What happened

With a big government program advancing green technology in the works, now is a good time to be a next-generation battery maker particularly targeting the electric vehicle (EV) segment. Enovix (ENVX -2.99%) is one of the battery developers enjoying the ride, and on Wednesday its share price accelerated almost 10% higher thanks to a new and bullish analyst note.

So what

That morning, Oppenheimer prognosticator Colin Rusch reiterated his very positive take on Enovix's prospects. He is standing by his outperform (read: buy) recommendation on the stock, at a price target of $39 per share. That represents a very healthy 64% premium to the stock's current price, even after Wednesday's rise.

Rusch's move follows two days of investor meetings with a pair of top Enovix executives, COO Cam Daley and vice president of investor relations Charles Anderson. Following those meetings, the analyst was satisfied that Enovix "is continuing to make meaningful progress across multiple initiatives."

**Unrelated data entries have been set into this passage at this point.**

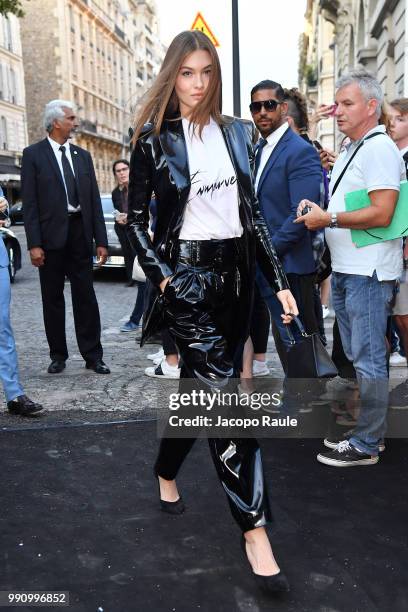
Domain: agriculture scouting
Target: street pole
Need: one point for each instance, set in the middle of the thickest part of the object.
(236, 81)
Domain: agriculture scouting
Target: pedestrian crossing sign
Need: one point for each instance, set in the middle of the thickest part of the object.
(199, 23)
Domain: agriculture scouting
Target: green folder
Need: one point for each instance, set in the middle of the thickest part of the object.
(397, 228)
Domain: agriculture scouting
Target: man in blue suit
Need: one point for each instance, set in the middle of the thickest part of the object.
(286, 168)
(17, 402)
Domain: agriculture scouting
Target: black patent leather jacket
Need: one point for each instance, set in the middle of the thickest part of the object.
(160, 164)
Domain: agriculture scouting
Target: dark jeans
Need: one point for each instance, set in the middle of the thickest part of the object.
(75, 262)
(260, 323)
(303, 289)
(362, 305)
(127, 250)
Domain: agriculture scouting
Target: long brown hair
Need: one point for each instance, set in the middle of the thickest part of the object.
(161, 102)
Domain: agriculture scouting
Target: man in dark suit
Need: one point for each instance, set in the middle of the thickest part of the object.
(62, 217)
(286, 168)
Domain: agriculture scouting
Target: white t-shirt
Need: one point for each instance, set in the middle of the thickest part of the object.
(272, 140)
(212, 206)
(377, 165)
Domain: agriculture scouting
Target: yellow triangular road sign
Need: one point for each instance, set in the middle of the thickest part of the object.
(200, 24)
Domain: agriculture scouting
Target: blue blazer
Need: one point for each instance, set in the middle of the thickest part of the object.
(292, 172)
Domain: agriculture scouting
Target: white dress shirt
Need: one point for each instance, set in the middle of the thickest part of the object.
(272, 141)
(212, 210)
(58, 154)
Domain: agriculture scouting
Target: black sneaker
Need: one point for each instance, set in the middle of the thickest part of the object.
(346, 455)
(333, 442)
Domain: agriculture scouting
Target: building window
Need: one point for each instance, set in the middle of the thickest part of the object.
(3, 133)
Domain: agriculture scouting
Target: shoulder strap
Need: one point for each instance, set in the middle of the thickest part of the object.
(351, 159)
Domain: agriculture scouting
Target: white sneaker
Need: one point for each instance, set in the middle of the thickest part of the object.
(397, 361)
(260, 368)
(163, 370)
(159, 354)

Rusch added, "On the customer front, we see Enovix harmonizing customer diversity with the potential to become a strategic supplier to those customers for both wearables and EVs."

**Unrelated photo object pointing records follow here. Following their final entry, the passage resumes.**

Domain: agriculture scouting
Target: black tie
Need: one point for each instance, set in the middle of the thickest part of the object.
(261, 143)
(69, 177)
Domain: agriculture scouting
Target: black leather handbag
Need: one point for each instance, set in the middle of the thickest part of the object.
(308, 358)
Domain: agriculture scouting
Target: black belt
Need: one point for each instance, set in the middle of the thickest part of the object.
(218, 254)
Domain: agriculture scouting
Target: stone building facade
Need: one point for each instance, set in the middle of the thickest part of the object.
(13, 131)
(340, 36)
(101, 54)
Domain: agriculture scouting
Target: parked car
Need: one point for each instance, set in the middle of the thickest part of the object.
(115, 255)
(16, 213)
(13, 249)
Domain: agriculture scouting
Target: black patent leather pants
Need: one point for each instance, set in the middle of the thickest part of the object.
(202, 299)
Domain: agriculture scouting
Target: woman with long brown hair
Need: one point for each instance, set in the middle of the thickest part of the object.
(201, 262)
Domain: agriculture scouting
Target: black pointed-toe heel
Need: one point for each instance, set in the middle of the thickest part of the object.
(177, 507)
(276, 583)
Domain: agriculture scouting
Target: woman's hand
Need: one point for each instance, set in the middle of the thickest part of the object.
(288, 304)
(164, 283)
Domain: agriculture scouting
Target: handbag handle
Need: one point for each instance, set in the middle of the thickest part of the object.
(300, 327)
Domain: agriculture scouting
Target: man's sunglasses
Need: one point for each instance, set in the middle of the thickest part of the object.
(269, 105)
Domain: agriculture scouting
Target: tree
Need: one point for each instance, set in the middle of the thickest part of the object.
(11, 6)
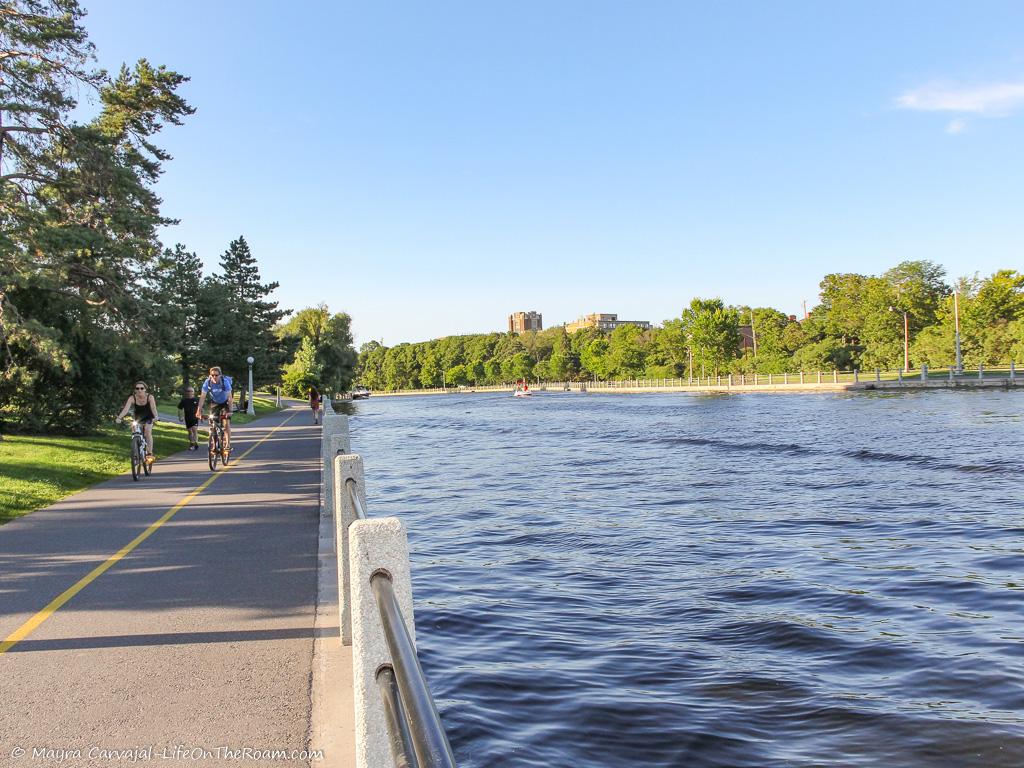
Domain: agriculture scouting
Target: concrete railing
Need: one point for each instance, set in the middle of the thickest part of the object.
(396, 722)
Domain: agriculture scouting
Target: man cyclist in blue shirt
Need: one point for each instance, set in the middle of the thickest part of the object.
(218, 387)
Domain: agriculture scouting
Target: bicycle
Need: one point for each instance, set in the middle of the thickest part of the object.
(137, 454)
(218, 445)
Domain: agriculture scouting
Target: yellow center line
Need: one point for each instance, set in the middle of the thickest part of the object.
(33, 624)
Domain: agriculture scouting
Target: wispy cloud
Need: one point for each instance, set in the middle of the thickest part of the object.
(995, 99)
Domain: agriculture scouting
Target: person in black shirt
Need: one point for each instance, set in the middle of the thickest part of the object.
(189, 404)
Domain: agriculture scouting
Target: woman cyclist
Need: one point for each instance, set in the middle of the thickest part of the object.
(143, 408)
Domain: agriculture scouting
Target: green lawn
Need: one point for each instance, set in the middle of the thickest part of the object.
(39, 470)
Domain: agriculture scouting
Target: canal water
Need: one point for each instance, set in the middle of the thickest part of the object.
(757, 580)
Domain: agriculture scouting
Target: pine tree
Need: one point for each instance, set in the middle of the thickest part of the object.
(238, 320)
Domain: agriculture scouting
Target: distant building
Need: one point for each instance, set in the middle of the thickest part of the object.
(603, 323)
(520, 323)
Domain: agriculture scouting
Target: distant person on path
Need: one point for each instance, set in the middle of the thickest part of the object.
(187, 407)
(314, 402)
(218, 387)
(143, 408)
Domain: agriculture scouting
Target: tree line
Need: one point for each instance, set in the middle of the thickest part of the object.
(859, 324)
(90, 300)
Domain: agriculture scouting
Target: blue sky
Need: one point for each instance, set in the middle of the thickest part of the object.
(431, 167)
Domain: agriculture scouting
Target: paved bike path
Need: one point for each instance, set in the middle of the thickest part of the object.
(199, 638)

The prognosticator is also cheered by the fact that Enovix aims to ramp up its production capabilities, and is considering how it can harness government support in this effort.

Now what

Despite its name, much of the government's recently passed Inflation Reduction Act is actually a big program to support the development of green technologies like EVs. Companies like Enovix, then, are in the right time and in the right place to take advantage not only of this, but of the general drive toward EV development and adoption.